Photographs courtesy of Damian Buttle

The engineers researched sustainable vehicle options and avoided gas-powered vehicles. Their ultimate goal was to design a lightweight vehicle built with little expense, but appropriate for traveling to and from work. They built and designed four different, but similar vehicles: two single-seat designs, one vehicle with two-seats and one with three-seats.

The students began with the question, “Why are people not riding their bikes to work?” They discovered various answers such as, “It is too slow,” and “One becomes hot and sweaty by the time he reaches his work place.” The group looked for answers to these and other difficulties. While investigating the subject, the students discovered alternative vehicles designed for speed rather than for the comfort and safety of the commuter. However, one particular design caught their eye, a velomobile, a pedal car, with power assist. They began working to construct their very own velomobile. Each student worked on his own plan and ideas. All projects were similar in that each student is constructing pedal powered vehicles with electric assist. Legal classification puts these vehicles in the category of moped.

To keep costs low, the designers used salvaged bike parts, a frame consisting of metal piping, and two electric scooter motors rather than a hub motor. The final design consists of a thermoplastic exterior to combat wind resistance. After doing a bit of math, the group decided the vehicles they were making needed to travel on level roads at twenty-two miles per hour with one person pedaling without the assistance of the motor.

Development on the project is still underway. Progress will slow since the students have returned to class and labor. During development, the young engineers encountered problems in design and construction such as handle bar placement, seating, and placement of the mechanical parts. Weight was a critical factor in the development of this project. More weight requires more materials to make the vehicle stronger. The larger amount of materials will make the vehicle heavier. The pedals also became a problem during construction. Movement of the feet and knees, and the location of the chain are all very important aspects of a velomobile. Further development in a linear design is required as opposed to the circular motion of traditional bicycles. The students also need to design a good body formation.
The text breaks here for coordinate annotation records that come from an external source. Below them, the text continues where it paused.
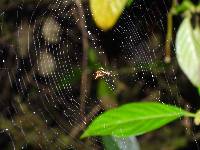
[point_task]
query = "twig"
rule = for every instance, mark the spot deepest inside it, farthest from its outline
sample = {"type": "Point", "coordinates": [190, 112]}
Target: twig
{"type": "Point", "coordinates": [84, 77]}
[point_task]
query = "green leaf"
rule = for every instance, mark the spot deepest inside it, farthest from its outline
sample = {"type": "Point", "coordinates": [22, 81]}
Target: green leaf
{"type": "Point", "coordinates": [134, 119]}
{"type": "Point", "coordinates": [116, 143]}
{"type": "Point", "coordinates": [106, 12]}
{"type": "Point", "coordinates": [188, 51]}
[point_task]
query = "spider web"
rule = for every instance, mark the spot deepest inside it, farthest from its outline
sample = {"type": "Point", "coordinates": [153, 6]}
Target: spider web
{"type": "Point", "coordinates": [47, 61]}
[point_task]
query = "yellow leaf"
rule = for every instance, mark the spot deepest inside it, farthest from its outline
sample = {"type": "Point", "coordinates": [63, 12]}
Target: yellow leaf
{"type": "Point", "coordinates": [106, 12]}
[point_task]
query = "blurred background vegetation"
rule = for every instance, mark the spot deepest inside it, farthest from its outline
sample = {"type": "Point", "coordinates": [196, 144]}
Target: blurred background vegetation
{"type": "Point", "coordinates": [40, 75]}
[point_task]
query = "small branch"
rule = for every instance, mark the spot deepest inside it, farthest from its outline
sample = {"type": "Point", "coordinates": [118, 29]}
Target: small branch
{"type": "Point", "coordinates": [84, 77]}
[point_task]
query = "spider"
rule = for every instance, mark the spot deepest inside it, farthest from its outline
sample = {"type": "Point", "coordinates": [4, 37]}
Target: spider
{"type": "Point", "coordinates": [101, 73]}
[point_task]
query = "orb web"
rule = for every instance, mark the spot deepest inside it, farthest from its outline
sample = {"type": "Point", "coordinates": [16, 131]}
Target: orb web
{"type": "Point", "coordinates": [49, 56]}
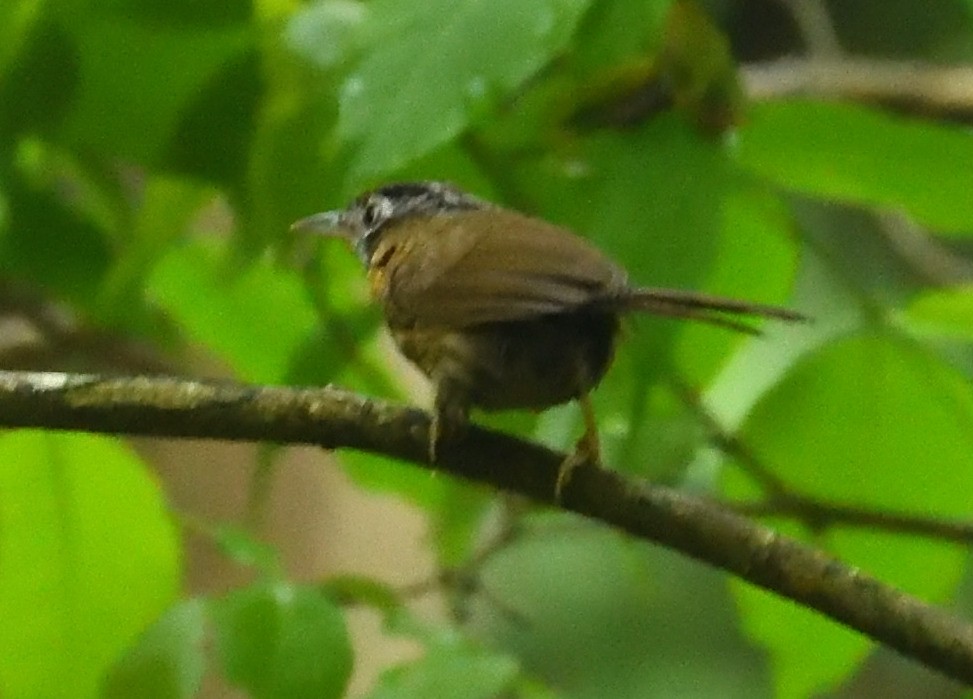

The students hope to create a lightweight, but strong exterior. The group would prefer recycled thermoplastic as opposed to the traditional fiberglass. However, Dr. Christensen’s students did not have enough time or materials to construct an exterior.

Now, it may be possible for the group to continue their work. The ecological sustainability education department selected and awarded Dr. Christensen a $1,000 ESE Sustainability Research Mini-Grant. The purpose of the ESE mini-grant is to provide financial support for research related to the practice or teaching of sustainability here at Berea College. Dr. Christensen and his students will be using the grant to continue research and to improve the vehicles on which they have been working.

Dr. Christensen and his students are hoping to produce these vehicles on a larger scale. The students would like to introduce a labor program for Berea College and sell the one- and two-seat vehicle designs. If everything were to run smoothly, faculty and staff will test a few vehicles before Dr. Christensen and his students make any final plans for production. Dr. Christensen is working with Peter Hackbert, co-director of the Entrepreneurship of Public Good program at Berea College. The students are also looking to sell their designs for high school laboratory productions.